Employment report for the month of May showed employment change dropping -68k vs -25k as expected. The unemployment rate ticked up to 8.2% while participation rate dropped to 64.6%, which is concerning. Wages continued to decline coming in at -1.4% m/m while both full-time and part-time employment showed declines. The province of Ontario remained under lockdown in May with few other provinces increasing restrictions in May which led to weaker employment reading. GDP in March came in at 1.1% m/m and helped Q1 rise to 5.6% q/q annualized, however expectations were for a 6.8% q/q annualized growth. We have entered into the last third of Q2 so this data point will be of interest mainly to economists while markets will ignore it.

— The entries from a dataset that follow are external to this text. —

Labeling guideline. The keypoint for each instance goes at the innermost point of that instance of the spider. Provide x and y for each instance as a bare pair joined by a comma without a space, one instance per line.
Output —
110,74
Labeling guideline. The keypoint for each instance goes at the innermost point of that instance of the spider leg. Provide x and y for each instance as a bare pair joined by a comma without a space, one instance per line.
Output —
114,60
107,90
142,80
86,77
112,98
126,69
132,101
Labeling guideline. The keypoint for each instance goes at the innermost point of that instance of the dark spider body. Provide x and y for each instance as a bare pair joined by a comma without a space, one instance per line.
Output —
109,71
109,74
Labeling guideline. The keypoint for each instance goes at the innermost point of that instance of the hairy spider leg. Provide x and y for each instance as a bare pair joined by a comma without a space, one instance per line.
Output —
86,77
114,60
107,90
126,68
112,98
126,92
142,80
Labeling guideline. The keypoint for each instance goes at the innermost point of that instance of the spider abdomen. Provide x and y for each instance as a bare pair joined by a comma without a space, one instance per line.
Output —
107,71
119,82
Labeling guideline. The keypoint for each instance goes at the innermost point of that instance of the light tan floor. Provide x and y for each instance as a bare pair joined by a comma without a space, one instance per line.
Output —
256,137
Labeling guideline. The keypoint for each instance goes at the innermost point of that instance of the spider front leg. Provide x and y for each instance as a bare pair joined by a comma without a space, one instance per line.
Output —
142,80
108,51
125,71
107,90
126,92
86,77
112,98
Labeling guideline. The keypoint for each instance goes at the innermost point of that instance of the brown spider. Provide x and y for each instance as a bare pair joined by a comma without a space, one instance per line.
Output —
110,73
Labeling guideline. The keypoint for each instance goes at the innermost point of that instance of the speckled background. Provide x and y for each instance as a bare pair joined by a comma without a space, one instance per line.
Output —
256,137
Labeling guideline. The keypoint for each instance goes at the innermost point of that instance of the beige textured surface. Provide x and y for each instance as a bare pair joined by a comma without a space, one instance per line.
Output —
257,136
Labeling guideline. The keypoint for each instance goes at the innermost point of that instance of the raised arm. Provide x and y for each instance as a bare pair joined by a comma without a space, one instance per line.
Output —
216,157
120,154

This week we will have BOC meeting. After last month’s meeting there will be no changes in monetary policy or rate and the tone of the statement should remain upbeat.

Important news for CAD:

Wednesday:
  • BOC Interest Rate Decision
JPY

Industrial production in April came in at 2.5% m/m vs 3.9% m/m as expected and 15.4% y/y vs 16.9% y/y as expected. Yearly figures are inflated due to base effects since April of 2020 was horrendous month for producers. Still, figures are softer than expected indicating slack in the economy. Retail sales for the same period are adding to the economic woes. They came in at -4.5% m/m vs -1.7% m/m as expected and 12% y/y vs 15.2% y/y as expected. Reimposed states of emergency around the country heavily impacted consumer activity. Q1 capex data came in at -7.8% q/q vs -6.8% q/q as expected indicating lower business investment which may lead to weakness in Q2 GDP. On the positive side, May manufacturing PMI was upgraded to 53 and it showed expansion in output and new orders categories with employment continuing its rise. Additionally, services reading was upwardly revised to 46.5 and propped composite reading higher to 48.8. The good news stop there as when we dig into the services reading we see drops in ouput and new businesses. Business optimism drops to four-month low. With state of emergency prolonged until June 20, services reading next month may drop even lower continuing the trend of sixteen consecutive months below the 50 level.

CHF

SNB total sight deposits for the week ending May 28 came in at CHF710.5bn vs CHF709.6bn the previous week. A slight increase in the sight deposits indicating that SNB is standing ready to push EURCHF over the 1.10 level. SNB Chairman Jordan reiterated bank’s stance that Swissy remains highly valued and added that inflation risk is modest. Inflation was negative in Switzerland, excluding April, since January of 2020. Additionally, strong currency will have negative impact on inflation. Q1 GDP came in at -0.5% q/q vs -0.4% q/q with prior quarter being revised down to 0.1% q/q, thus making the reading even weaker.